What's the difference between Collections.unmodifiableSet() and ImmutableSet of Guava?

卢声远 Shengyuan Lu picture 卢声远 Shengyuan Lu · Apr 10, 2011 · Viewed 28.2k times · Source

JavaDoc of ImmutableSet says:

Unlike Collections.unmodifiableSet, which is a view of a separate collection that can still change, an instance of this class contains its own private data and will never change. This class is convenient for public static final sets ("constant sets") and also lets you easily make a "defensive copy" of a set provided to your class by a caller.

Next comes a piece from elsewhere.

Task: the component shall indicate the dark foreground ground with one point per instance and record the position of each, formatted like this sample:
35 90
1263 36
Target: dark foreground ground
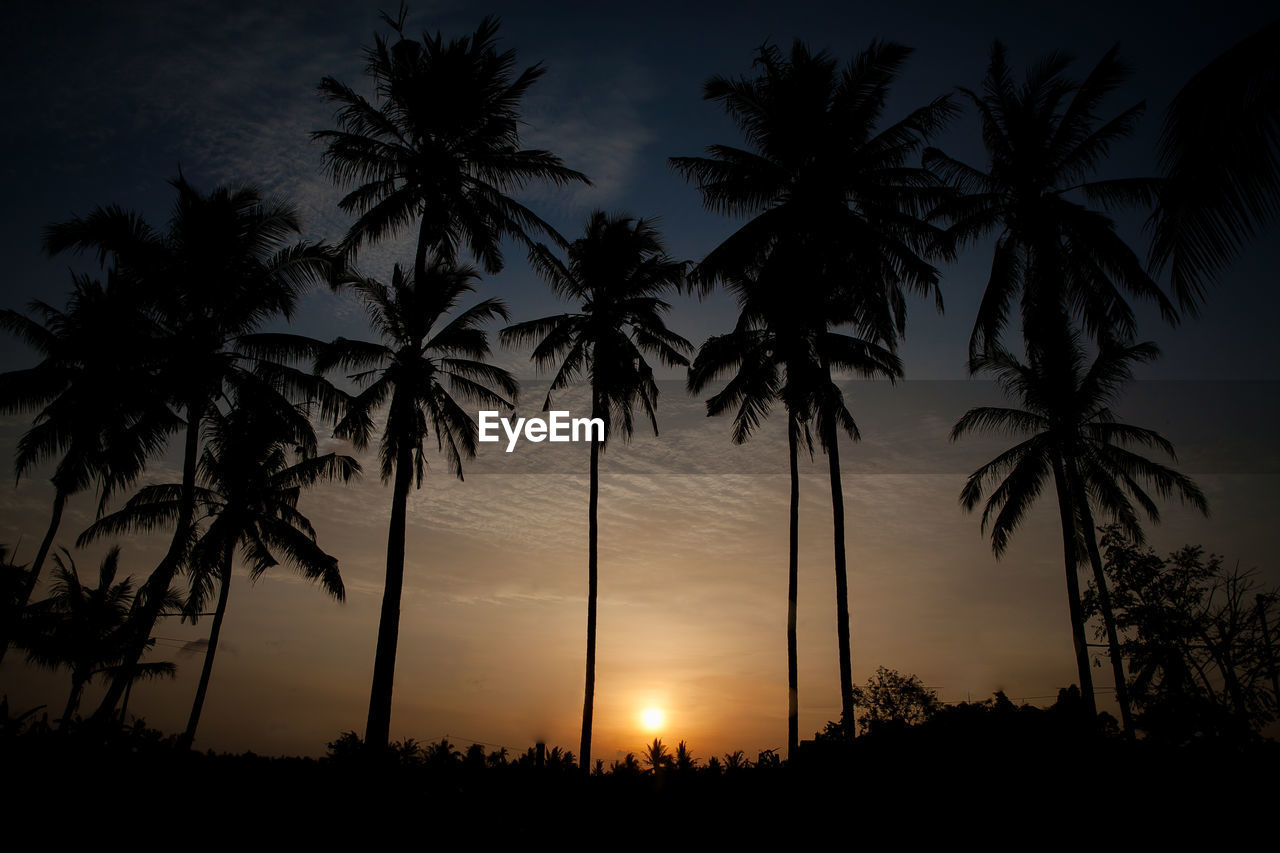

But the ImmutableSet still stores reference of elements, I couldn't figure out the difference to Collections.unmodifiableSet(). Sample:

StringBuffer s=new StringBuffer("a");
ImmutableSet<StringBuffer> set= ImmutableSet.of(s);
s.append("b");//s is "ab", s is still changed here!

Could anyone explain it?

Answer

Jon Skeet picture Jon Skeet · Apr 10, 2011

Consider this:

Set<String> x = new HashSet<String>();
x.add("foo");

ImmutableSet<String> guava = ImmutableSet.copyOf(x);
Set<String> builtIn = Collections.unmodifiableSet(x);

x.add("bar");
System.out.println(guava.size()); // Prints 1
System.out.println(builtIn.size()); // Prints 2

In other words, ImmutableSet is immutable despite whatever collection it's built from potentially changing - because it creates a copy. Collections.unmodifiableSet prevents the returned collection from being directly changed, but it's still a view on a potentially-changing backing set.

Note that if you start changing the contents of the objects referred to by any set, all bets are off anyway. Don't do that. Indeed, it's rarely a good idea to create a set using a mutable element type in the first place. (Ditto maps using a mutable key type.)